Artificial IntelligenceTechnology & InnovationCorporate Guidance & OutlookAnalyst EstimatesCompany FundamentalsProduct Launches
Broadcom's Secret Weapon Is About to Be Unleashed

Broadcom’s custom AI chip business is expected to become a $100 billion revenue driver by 2027, with Wall Street projecting 63% revenue growth in 2026 and 53% in 2027. Management’s outlook implies total 2027 revenue of about $160 billion, suggesting the company’s AI chip ramp could materially transform its growth profile.
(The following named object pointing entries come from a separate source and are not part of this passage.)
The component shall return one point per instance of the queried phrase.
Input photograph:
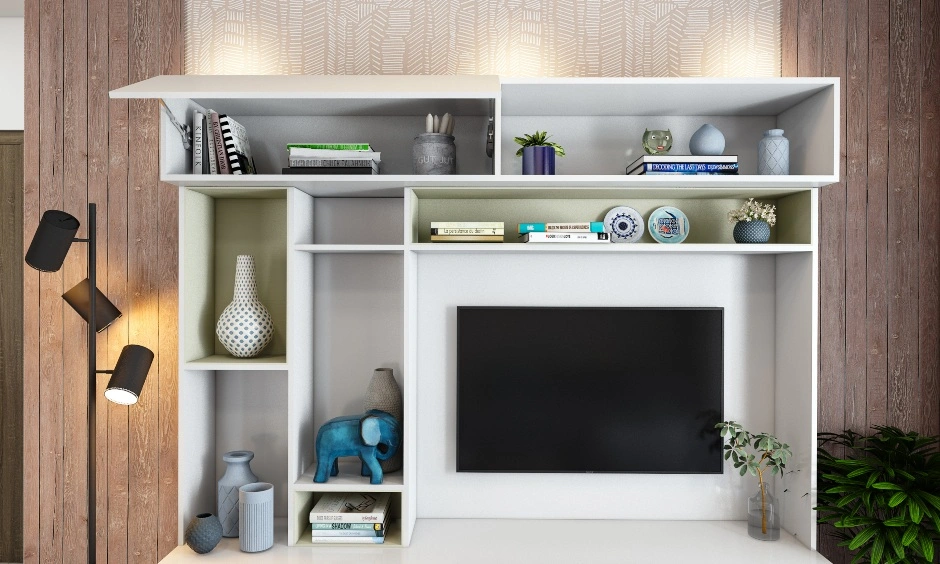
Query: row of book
(684, 164)
(332, 158)
(220, 145)
(494, 232)
(350, 518)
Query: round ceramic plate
(624, 224)
(669, 225)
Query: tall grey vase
(256, 517)
(237, 474)
(245, 326)
(384, 394)
(773, 153)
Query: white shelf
(471, 541)
(490, 186)
(350, 249)
(581, 248)
(348, 480)
(225, 362)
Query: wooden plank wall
(879, 273)
(80, 147)
(11, 346)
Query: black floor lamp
(54, 236)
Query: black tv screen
(545, 389)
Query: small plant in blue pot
(752, 221)
(538, 153)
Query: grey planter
(203, 533)
(256, 517)
(237, 474)
(434, 153)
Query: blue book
(575, 227)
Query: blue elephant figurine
(372, 436)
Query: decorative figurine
(372, 436)
(657, 141)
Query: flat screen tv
(574, 389)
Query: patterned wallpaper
(506, 37)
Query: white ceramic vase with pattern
(245, 326)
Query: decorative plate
(624, 224)
(669, 225)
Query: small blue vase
(754, 231)
(538, 160)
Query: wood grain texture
(11, 345)
(75, 502)
(171, 41)
(904, 405)
(929, 225)
(97, 57)
(877, 245)
(30, 366)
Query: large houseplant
(881, 493)
(767, 453)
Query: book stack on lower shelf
(332, 158)
(467, 231)
(350, 518)
(583, 232)
(684, 164)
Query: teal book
(576, 227)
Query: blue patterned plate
(624, 224)
(669, 225)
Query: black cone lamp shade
(129, 375)
(79, 298)
(52, 240)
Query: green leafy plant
(882, 495)
(769, 454)
(538, 139)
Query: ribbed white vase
(256, 517)
(245, 326)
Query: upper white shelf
(651, 96)
(335, 95)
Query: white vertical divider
(409, 498)
(300, 314)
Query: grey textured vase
(245, 326)
(773, 153)
(237, 474)
(256, 517)
(707, 140)
(203, 533)
(434, 153)
(754, 231)
(385, 395)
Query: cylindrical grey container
(435, 153)
(256, 517)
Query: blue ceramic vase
(203, 533)
(237, 474)
(754, 231)
(538, 160)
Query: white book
(351, 507)
(198, 140)
(558, 237)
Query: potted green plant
(881, 493)
(538, 153)
(768, 453)
(752, 221)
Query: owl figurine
(657, 141)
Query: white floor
(479, 541)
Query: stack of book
(684, 164)
(466, 231)
(332, 158)
(583, 232)
(350, 518)
(220, 145)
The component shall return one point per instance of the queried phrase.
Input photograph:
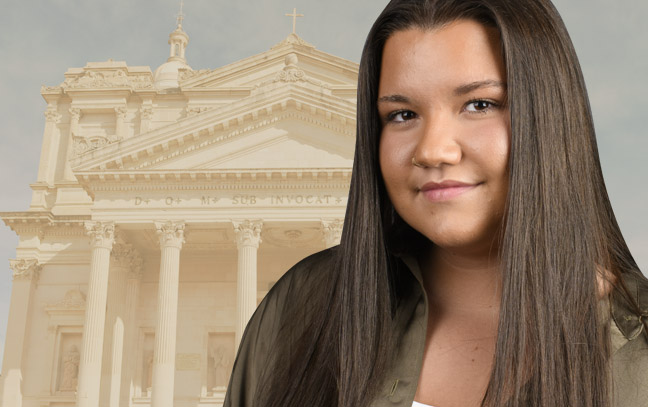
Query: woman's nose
(437, 144)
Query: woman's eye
(401, 116)
(478, 106)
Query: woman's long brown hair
(560, 229)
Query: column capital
(75, 113)
(51, 114)
(171, 233)
(124, 255)
(102, 234)
(146, 112)
(25, 269)
(247, 232)
(121, 111)
(135, 272)
(332, 230)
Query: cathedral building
(167, 204)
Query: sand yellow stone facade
(167, 204)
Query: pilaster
(25, 276)
(248, 238)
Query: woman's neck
(459, 285)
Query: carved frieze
(52, 114)
(25, 269)
(187, 74)
(332, 231)
(73, 300)
(171, 233)
(92, 79)
(146, 112)
(193, 111)
(248, 232)
(102, 234)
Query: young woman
(480, 262)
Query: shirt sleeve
(261, 332)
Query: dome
(166, 76)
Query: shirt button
(420, 309)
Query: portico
(168, 204)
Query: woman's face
(442, 102)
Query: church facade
(167, 204)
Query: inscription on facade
(243, 200)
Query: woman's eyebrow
(469, 87)
(393, 99)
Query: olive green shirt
(629, 342)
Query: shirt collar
(627, 321)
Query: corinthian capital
(121, 111)
(25, 269)
(248, 232)
(102, 234)
(332, 231)
(75, 114)
(51, 114)
(171, 233)
(123, 255)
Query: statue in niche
(221, 366)
(70, 369)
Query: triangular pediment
(294, 54)
(287, 145)
(289, 124)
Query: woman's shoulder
(283, 313)
(630, 344)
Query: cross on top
(180, 17)
(294, 15)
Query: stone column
(332, 231)
(248, 237)
(121, 262)
(75, 117)
(47, 167)
(102, 236)
(133, 281)
(25, 276)
(171, 236)
(120, 129)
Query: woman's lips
(445, 190)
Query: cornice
(44, 223)
(274, 55)
(250, 179)
(220, 124)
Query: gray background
(42, 39)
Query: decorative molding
(102, 234)
(293, 39)
(135, 272)
(146, 112)
(75, 114)
(85, 144)
(247, 232)
(121, 111)
(51, 114)
(332, 231)
(73, 300)
(194, 111)
(25, 269)
(186, 74)
(170, 233)
(124, 255)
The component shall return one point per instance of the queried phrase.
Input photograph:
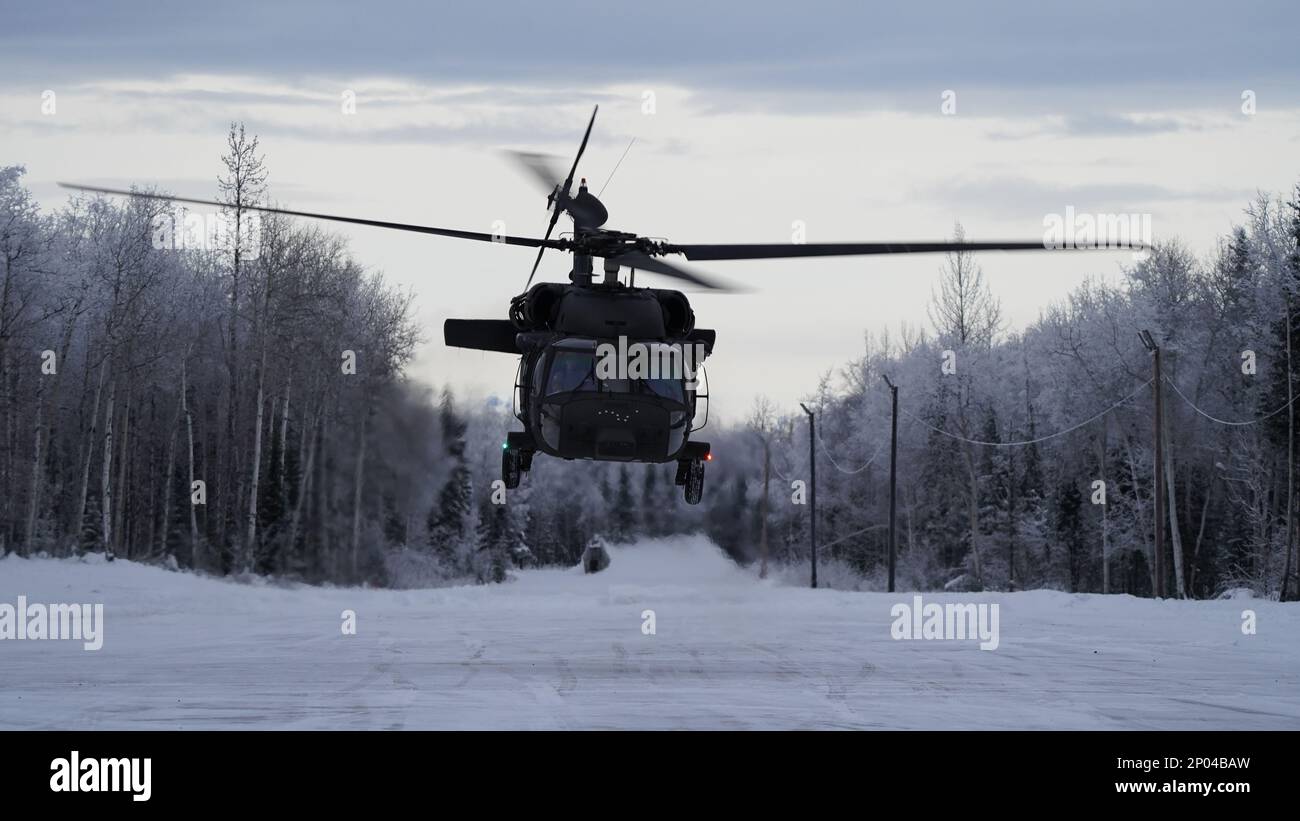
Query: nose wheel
(690, 477)
(514, 464)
The article is bullish on Broadcom’s long-term upside, though the stock already trades at 37x forward earnings.

Analysis

AVGO is emerging as the toll collector on a secular shift from generic accelerator spend to workload-specific silicon. The second-order implication is not just higher revenue per chip, but better visibility: once hyperscalers commit a design win, the replacement cycle becomes sticky and more software, packaging, and networking spend gets pulled through the same ecosystem. That should broaden AVGO’s multiple support beyond semis into a quasi-infrastructure platform premium, especially if custom silicon adoption proves durable across training and inference. The real competitive pressure is on the economics of general-purpose GPUs, not necessarily unit share. NVDA can still dominate frontier training and burst demand, but if custom silicon takes share in steady-state inference, the mix shift compresses the most profitable portion of GPU demand over time. That is a subtle negative for downstream components and OEM supply chains tied to accelerator racks, while benefiting foundries, advanced packaging, and high-bandwidth memory suppliers that serve both architectures. Consensus may be underestimating the timing risk: the market is likely discounting a smooth 2027 ramp, but the path is lumpy because first deployments need yield, power, and software validation before they scale. If even one flagship customer slips by 1-2 quarters, near-term estimates could get ahead of fundamentals, creating volatility despite the longer-term upside. The clearest contrarian bull case is that AVGO’s value is not the first-order chip revenue, but the embedded systems and networking attach that compounds with each design win. From a risk/reward standpoint, the stock looks expensive on next-twelve-month earnings but less so on 2027 run-rate if management’s custom silicon thesis inflects as expected. The key question is whether investors are paying for the eventuality already or for a faster-than-expected booking curve; that distinction matters because multiple expansion now would be vulnerable to any supply-chain hiccup or customer concentration headline.